The galaxy setting also lets them turn up the platforming mechanics to insane heights. They felt absolutely unconstrained by logic when designing the planetoids; in particular, if they wanted to have, say, a huge mesa rising out of nowhere that you’d run around the outside of, platforming your way up, they would freely do so, giving a very good approximation of a traditional 2D platforming mechanic in a 3D world. But they also used gravity to great effect, having levels where different regions have gravity tugging you in different directions (up, down, left, right), or having traditional “moving platform” segments where, in addition to jumping to avoid obstacles, you could walk around to the bottom of the platform to avoid them.

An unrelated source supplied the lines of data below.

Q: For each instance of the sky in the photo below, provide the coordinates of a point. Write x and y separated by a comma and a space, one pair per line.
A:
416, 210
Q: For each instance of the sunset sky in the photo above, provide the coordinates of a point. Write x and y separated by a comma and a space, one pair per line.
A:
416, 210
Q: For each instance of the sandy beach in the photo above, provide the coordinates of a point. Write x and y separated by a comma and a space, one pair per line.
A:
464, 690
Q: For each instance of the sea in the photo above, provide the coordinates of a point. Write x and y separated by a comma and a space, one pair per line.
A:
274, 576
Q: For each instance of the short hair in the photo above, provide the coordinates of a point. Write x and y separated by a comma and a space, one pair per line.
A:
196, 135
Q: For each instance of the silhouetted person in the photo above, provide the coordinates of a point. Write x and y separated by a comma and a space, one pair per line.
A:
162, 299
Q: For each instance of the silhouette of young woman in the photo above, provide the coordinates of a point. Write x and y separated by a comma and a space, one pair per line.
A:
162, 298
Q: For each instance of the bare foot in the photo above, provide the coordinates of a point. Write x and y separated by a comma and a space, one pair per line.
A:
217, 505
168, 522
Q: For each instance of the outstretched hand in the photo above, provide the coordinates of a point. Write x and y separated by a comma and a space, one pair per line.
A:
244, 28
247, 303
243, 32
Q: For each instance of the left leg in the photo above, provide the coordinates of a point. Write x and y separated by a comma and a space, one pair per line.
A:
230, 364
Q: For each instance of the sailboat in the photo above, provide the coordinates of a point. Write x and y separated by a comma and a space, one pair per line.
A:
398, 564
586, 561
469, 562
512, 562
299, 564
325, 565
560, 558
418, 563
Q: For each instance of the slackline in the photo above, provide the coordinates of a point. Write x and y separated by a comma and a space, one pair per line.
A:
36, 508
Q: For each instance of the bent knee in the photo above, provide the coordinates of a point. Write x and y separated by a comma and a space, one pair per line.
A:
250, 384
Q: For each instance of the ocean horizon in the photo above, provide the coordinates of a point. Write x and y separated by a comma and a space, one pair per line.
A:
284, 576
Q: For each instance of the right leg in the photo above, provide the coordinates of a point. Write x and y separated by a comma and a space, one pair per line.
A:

I could go on to describe the game in more detail; I think I’ll leave that to a separate blog post. Suffice it to say that Nintendo/Miyamoto have revisited the genre’s roots, rethought some very basic decisions that they made in the initial transition to 3D, and ended up with a very convincing alternate notion of the core concept of a 3D platformer. In fact, it’s rather more convincing a translation of the genre than Super Mario 64 was, and, partly because of that, I think it will ultimately be significantly less influential.

In retrospect, Super Mario 64 was an explanation of how to design a general 3D game, and happened to do that in a fashion that involved a lot of platforming. Whereas Super Mario Galaxy is a platformer through and through; I love that genre, a lot of other people love that genre, but I don’t expect to see a thousand flowers bloom from it.

But one beautiful flower has bloomed, which is ultimately all I want out of a game.